Vencedor dos principais prêmios literários do país, Cristovão Tezza lança uma nova edição de Ensaio da paixão, romance de sua juventude, inspirado nos anos em que fez parte de uma comunidade de teatro, e uma sociedade alternativa, lideradada pelo escritor e dramaturgo W. Rio Apa.
Antes de se tornar o renomado romancista, cronista e crítico que é hoje, Cristovão Tezza, durante os anos de 1968 a 1976, fez parte de uma comunidade de teatro, no litoral do Paraná, liderada pelo escritor, dramaturgo e teatrólogo W. Rio Apa (1925-2016). Da rica experiência comunitária, de onde se firmou o seu fascínio pelo mundo artístico e literário, nasceu Ensaio da paixão, romance com fortes traços autobiográficos, lançado originalmente em 1986, e que agora ganha uma nova edição revista pelo autor.
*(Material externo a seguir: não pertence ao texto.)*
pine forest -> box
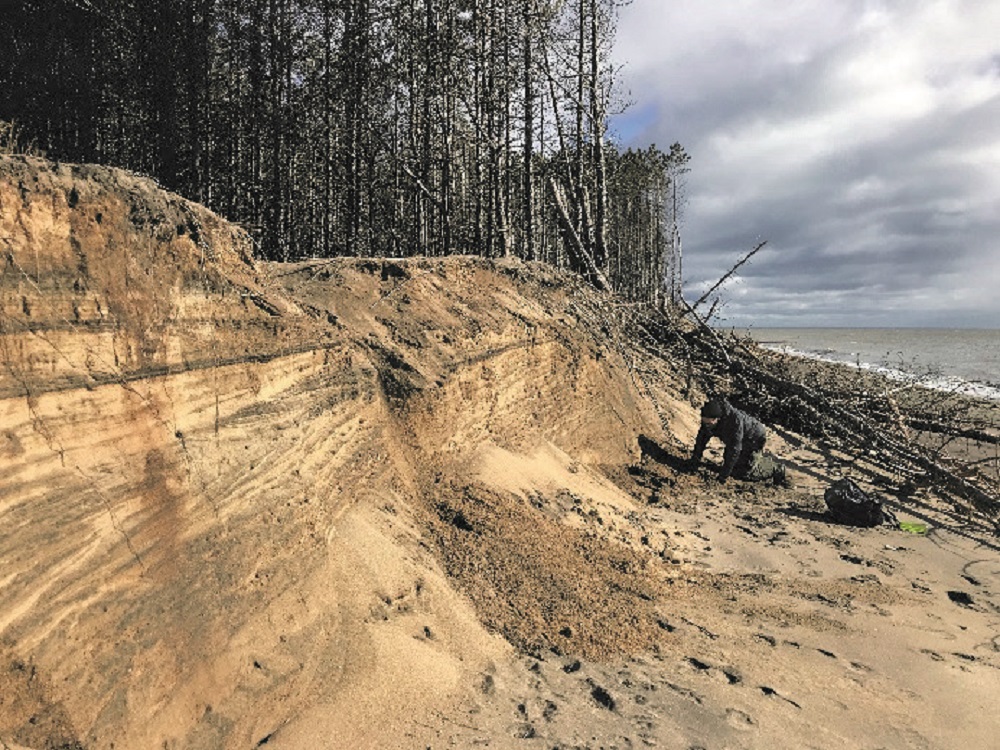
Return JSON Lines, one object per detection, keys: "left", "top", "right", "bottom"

A partir de sua vivência pessoal, Tezza elaborou uma narrativa ficcional e satírica, ambientada nos anos de chumbo da ditadura militar. O romance conta a história de um grupo peculiar – composto por habitantes de uma ilha isolada na região sul do Brasil, a Ilha da Paixão –, que se reúne em torno de um único objetivo: encenar a Paixão de Cristo. Apesar dos choques entre as personalidades de seus integrantes, o excêntrico grupo se prepara para ensaiar e produzir a peça de maneira espontânea, sem seguir nenhum roteiro ao pé da letra, ao mesmo tempo em que gozam da liberdade que a ilha proporciona. Contudo, são vistos pelas autoridades repressoras do país como um grupo subversivo e uma forte ameaça à ordem vigente.
Neste romance de sua juventude, Tezza usa o realismo mágico – traço marcante da literatura da época – combinado ao humor explícito, de ritmo acelerado, para dar um exemplo de como funcionavam as comunidades alternativas dos anos 1970 e de como elas eram vistas pelo Estado. A ilha, a formação de um grupo em prol de algo maior que ele próprio, a repressão exercida por um governo autoritário: todos os elementos compõem uma saborosa alegoria de nosso país. Em Ensaio da Paixão, o autor parece compreender, de forma quase catártica, o impacto que seu período na comunidade de Rio Apa teve em sua vida pregressa, quando era apenas um jovem revolucionário e transgressor radical do "sistema", e na sua vida presente, como escritor e literato renomado.
Em um posfácio inédito, escrito especialmente para esta edição, o autor avalia as diferenças culturais entre o momento atual e a época de sua juventude, iluminando certos aspectos do livro. Mas, diferenças à parte, Cristovão Tezza continua o mesmo rebelde de sempre: "[A literatura] é uma experiência pessoal destinada não a ensinar o que o autor sabe, mas para ele mesmo descobrir, pela escrita, o que ainda não sabe, e eventualmente partilhar com o leitor. É uma atividade de risco, um ato de existência e um território livre; ela tem de ser um território livre para fazer sentido."